The difference in a drilling fluid's surface density at the well head and the density while pumping or circulating downhole is typically referred to as the equivalent circulating density (ECD). Several drilling fluids having low ECDs have been developed that contain organophilic clay or organolignite additives. As used herein, the term “organophilic clay” refers to clays that have been treated with a cationic surfactant (e.g., a dialkylamine cationic surfactant or a quaternary ammonium compound) or like surface treatments. Organolignite additives have been prepared in a like manner. Organophilic clays swell in non-polar organic solvents, thereby forming open aggregates that are believed to be a suspending structure for barite and other solid weighting agents in invert emulsion drilling fluids containing these agents. Although such additives are effective at mediating barite sag in many cases, exposure of organophilic clays, in particular, to drill cuttings can alter the performance of the drilling fluid. In particular, organophilic clays prevent the formation of ideal or near ideal thixotropic fluids that are initially viscous but then thin at a later time.

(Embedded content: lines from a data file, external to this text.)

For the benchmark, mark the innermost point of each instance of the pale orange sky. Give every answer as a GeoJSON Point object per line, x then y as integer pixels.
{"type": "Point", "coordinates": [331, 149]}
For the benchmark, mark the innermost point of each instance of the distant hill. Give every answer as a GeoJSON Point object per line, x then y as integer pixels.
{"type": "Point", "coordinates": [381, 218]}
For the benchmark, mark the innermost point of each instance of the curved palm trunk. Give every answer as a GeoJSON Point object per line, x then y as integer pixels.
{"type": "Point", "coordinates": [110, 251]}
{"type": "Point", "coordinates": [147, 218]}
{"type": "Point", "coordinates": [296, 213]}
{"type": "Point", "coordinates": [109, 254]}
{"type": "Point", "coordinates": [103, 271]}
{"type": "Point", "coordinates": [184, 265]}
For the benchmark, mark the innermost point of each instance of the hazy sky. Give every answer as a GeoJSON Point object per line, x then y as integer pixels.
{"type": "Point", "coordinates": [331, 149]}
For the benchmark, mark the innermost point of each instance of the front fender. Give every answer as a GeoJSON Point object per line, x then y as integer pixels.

Drilling fluids not containing organophilic clays or organolignite additives can have emulsion structures that are sensitive to low concentrations of solids therein. In these cases, a minimum concentration of solids can be required to achieve adequate emulsion stability over time. Many drilling applications rely upon the downhole introduction of solids into the drilling fluid in the form of drill cuttings in order to stabilize the drilling fluid's emulsion structure. In these cases, the introduction of ˜2-3% drill cutting solids is typically considered necessary to maintain downhole emulsion stability. Although downhole introduction of drill cutting solids provides satisfactory performance in many cases, there are notable exceptions when this is not the case. In some instances, drilling operations may not incorporate sufficient amounts of drill cutting solids into the drilling fluid to achieve satisfactory emulsion stability. In other instances, the drill cutting solids may not be of the correct type to achieve satisfactory emulsion stability. For example, sand formations and salt formations can provide drill cutting solids that fail to satisfactorily stabilize the drilling fluid's emulsion structure. In still other instances, the drilling fluid may experience significant sag during delivery to a drilling site.